Она шла между деревьями и, хотя ветер дул ей в лицо, не чувствовала запаха моря. Вот она спустилась с лесистого холма: вон цепочка курганов прежних правительниц, вон знакомый обрыв, а за ним…
Там, где полагалось быть морю, сейчас расстилалась широкая, сколько хватало глаз, зеленая луговина, усыпанная множеством цветов. От красоты ее захватывало дух, и Сэла стояла, оцепенев, восхищенная зрелищем не меньше, чем потрясенная. Здесь и там стояли кучками деревья, раскидистые цветущие яблони, окутанные белыми цветами, и их маленькие зеленые листочки отливали перламутром. На ветках порхали яркие птицы, каких нет в лесах Земли Света, а между деревьями неспешно ходили лошади – голубые, с красными гривами, красные, розовые, золотисто-желтые. Такое возможно только во сне, и Сэле казалось, что она узнаёт этот сон, что он уже не раз приходил к ней, но теперь ей впервые удалось поймать его и запомнить, не дать улететь меж ресниц при первом проблеске пробуждения. На спине одной из золотых лошадей сидела юная девушка в развевающемся белом одеянии, с золотыми волосами, и смеялась, поднимая руку, словно приветствуя ветер… Вдали виднелась гряда холмов, и на самом высоком что-то блестело, напоминая бронзовые ворота Аблах-Брега.
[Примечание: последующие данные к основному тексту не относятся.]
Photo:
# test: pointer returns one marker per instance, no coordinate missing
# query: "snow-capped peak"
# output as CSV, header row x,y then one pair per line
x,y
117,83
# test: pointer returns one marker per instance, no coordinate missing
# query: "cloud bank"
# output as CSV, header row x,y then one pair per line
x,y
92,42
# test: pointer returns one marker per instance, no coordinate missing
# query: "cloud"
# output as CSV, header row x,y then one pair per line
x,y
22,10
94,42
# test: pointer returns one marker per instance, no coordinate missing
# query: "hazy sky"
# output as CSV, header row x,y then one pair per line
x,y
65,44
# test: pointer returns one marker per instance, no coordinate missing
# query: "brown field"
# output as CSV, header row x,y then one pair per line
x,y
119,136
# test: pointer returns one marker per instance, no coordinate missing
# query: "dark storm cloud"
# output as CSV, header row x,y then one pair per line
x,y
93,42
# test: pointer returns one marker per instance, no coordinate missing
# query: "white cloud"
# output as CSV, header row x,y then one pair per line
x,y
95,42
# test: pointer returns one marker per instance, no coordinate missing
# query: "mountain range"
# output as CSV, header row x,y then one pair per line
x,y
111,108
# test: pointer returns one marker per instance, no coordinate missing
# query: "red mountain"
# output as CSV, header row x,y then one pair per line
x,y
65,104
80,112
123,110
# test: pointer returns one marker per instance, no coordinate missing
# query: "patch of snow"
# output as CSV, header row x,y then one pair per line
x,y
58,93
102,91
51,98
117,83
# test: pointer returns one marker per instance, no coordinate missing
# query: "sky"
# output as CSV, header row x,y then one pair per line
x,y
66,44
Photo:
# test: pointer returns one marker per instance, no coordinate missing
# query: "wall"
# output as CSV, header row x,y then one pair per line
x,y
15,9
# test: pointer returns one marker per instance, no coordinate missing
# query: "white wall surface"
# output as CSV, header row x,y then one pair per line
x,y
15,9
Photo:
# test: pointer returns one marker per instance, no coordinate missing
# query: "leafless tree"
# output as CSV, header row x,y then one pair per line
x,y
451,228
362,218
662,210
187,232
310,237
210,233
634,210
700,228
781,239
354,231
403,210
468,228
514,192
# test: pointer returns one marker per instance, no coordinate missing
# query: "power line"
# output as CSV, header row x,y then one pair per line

Сэла стояла у гряды валунов, которые днем служили границей прилива, и зачарованно всматривалась в редеющий мрак. Странно, что мрачноватое имя Земля Тьмы носит такая яркая, красочная, живая страна! Но чем светлее становилось, тем больше меркли и блекли краски, тем труднее становилось что-то разглядеть. Отступая, ночной мрак уводил прекрасное видение с собой. Зеленая трава колебалась под свежим утренним ветром, сквозь нее вдруг проступили сероватые утренние волны.
Еще миг – и все растаяло: исчезли и цветы, и деревья, и лошади, и девушка… Зеленый луг слился с волнами и пропал, и вот перед ней утреннее море, уходящее вдаль и сливающееся с небом, и сейчас Сэле как никогда было ясно родство их природы.